Après Amélia & Duarte et Au cœur des ombres, la réalisatrice Monica Santos creuse son sillon dans cette technique de “pixi”, procédé de filmage et de décomposition/recomposition image par image. L’effet saccadé autorise toutes les fantasmagories. Même au service d’un sujet sombre comme celui de La veste rose. Le contraste crée un fossé ici signifiant pour raconter le passé du pays. L’action explorée à travers une maison de papier en volume d’un livre, dans laquelle la caméra pénètre puis ressort à la fin, se passe en 1974, dernière année du régime de Salazar, avant la Révolution des œillets du 25 avril. La veste rose fait œuvre de mémoire à travers le pouvoir enchanteur et instructif du cinéma. Un véritable petit théâtre, pour mieux témoigner de son pays et de son histoire. »

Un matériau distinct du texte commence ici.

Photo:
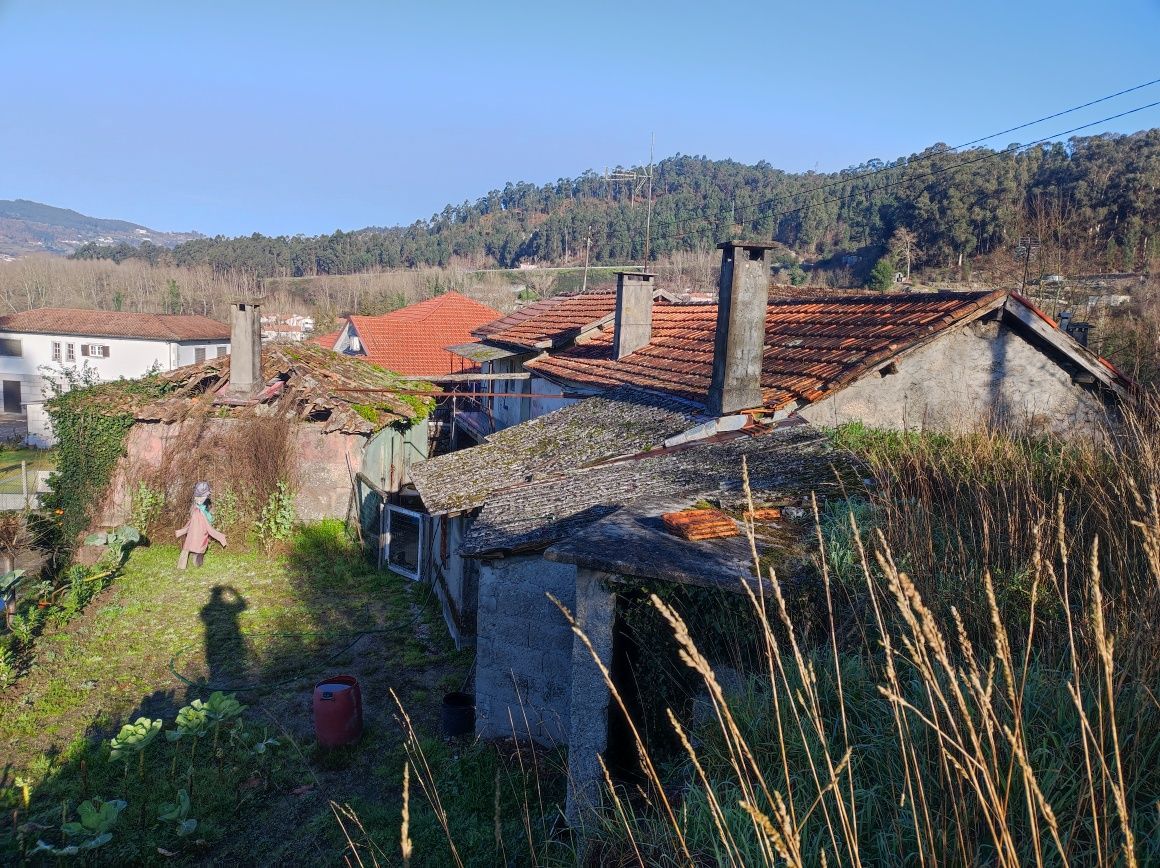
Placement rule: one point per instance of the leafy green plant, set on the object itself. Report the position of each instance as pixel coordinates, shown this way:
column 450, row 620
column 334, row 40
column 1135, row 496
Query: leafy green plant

Mónica Santos a étudié au Royal College of Art, Communication Arte & Design à Londres. Avec Alice Guimarães, elle a co-réalisé deux courts métrages fusionnant prise de vue réelle en pixilation et animation stop-motion. Amelia & Duarte (2016) et Entre Sombras (Au Coeur des ombres – 2018) ont connu une large reconnaissance internationale, Au coeur des ombres – déjà coproduit par Animais et Vivement Lundi ! – remportant le Sophia du film d’animation 2019 décerné par l’Académie du cinéma portugais et recevant, la même année, une nomination au César du court métrage d’animation.